Siddle celebrates; De Villiers drives. The game has been a genuine contest throughout
It has been a real contest between bat and ball, unlike the debacles in Karachi and Barbados which were anything but. It has been test cricket at its most fascinating, the game ebbing and flowing relentlessly and going into the last day all four results are possible. Australia have dominated since around tea on day 1 but South Africa go into the final day fancying their chances of a record-breaking win.
The game has had some epic moments as well. Dale Steyn’s opening burst to take out the Australian top order; a match-shaping century on debut from Marcus North; Mitchell Johnson’s awesome hitting but being left stranded on 96*; South Africa’s fantastic fightback on the fourth day.

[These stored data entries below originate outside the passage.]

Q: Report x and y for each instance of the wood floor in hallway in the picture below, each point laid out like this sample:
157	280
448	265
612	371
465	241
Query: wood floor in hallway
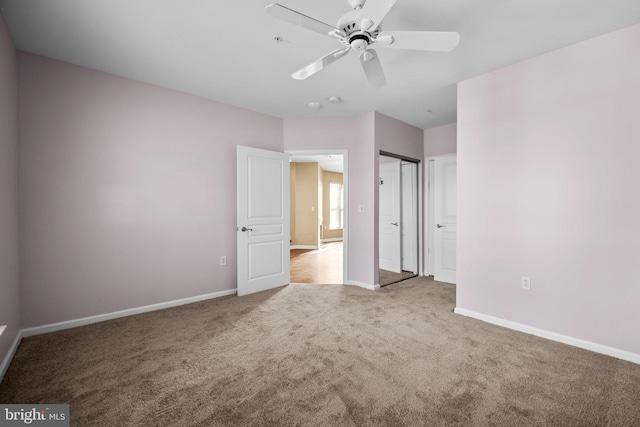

For me though, one moment stands out above all others in the match so far. There is nothing funnier in sport than a batsman leaving a straight one. When it happens to an Aussie, it jumps up a notch on the hilarity scale. When it happens to an Australian captain it graduates into the realms of history’s most mirthful moments. And when that captain is Ricky Ponting, well, I would have no complaints if the earth just opened up and swallowed me whole. The strange and concerned looks from my work colleagues, the whisperings among them that it might be time to dig out the strait-jacket and the queries as to whether anyone had any strong sedative on them were utterly worth it as I writhed around on the floor in uncontrollable fits of laughter. Refer that one Ricky.
Which brings me on to the other point of interest in this test series, and also in the West Indies v England series – the referrals experiment. I think it fairly likely that I will go off on a rather lengthier rant about this at a later date but suffice it to say that the system is not sustainable in its current format. While there will always be teething problems, the players are (understandably) confused, the umpires seem (somewhat less understandably) just as confused, nobody seems to know who really has the last word, the technology is being used in a half-hearted fashion and at this stage of the admittedly embryonic experiment, there is no evidence of a visible improvement in the final decision-making and possibly a deterioration.
However, this should not be allowed to detract from what is a fantastic test match. The fifth day promises to be an absolute cracker in which we will find out a lot about these two teams. Are South Africa ready to take that step forward and establish a degree of domination over their old rivals? Or are Australia, despite huge recent upheavals and a turbulent summer, going to show once again that their extraordinary capacity for renewal is as strong as ever?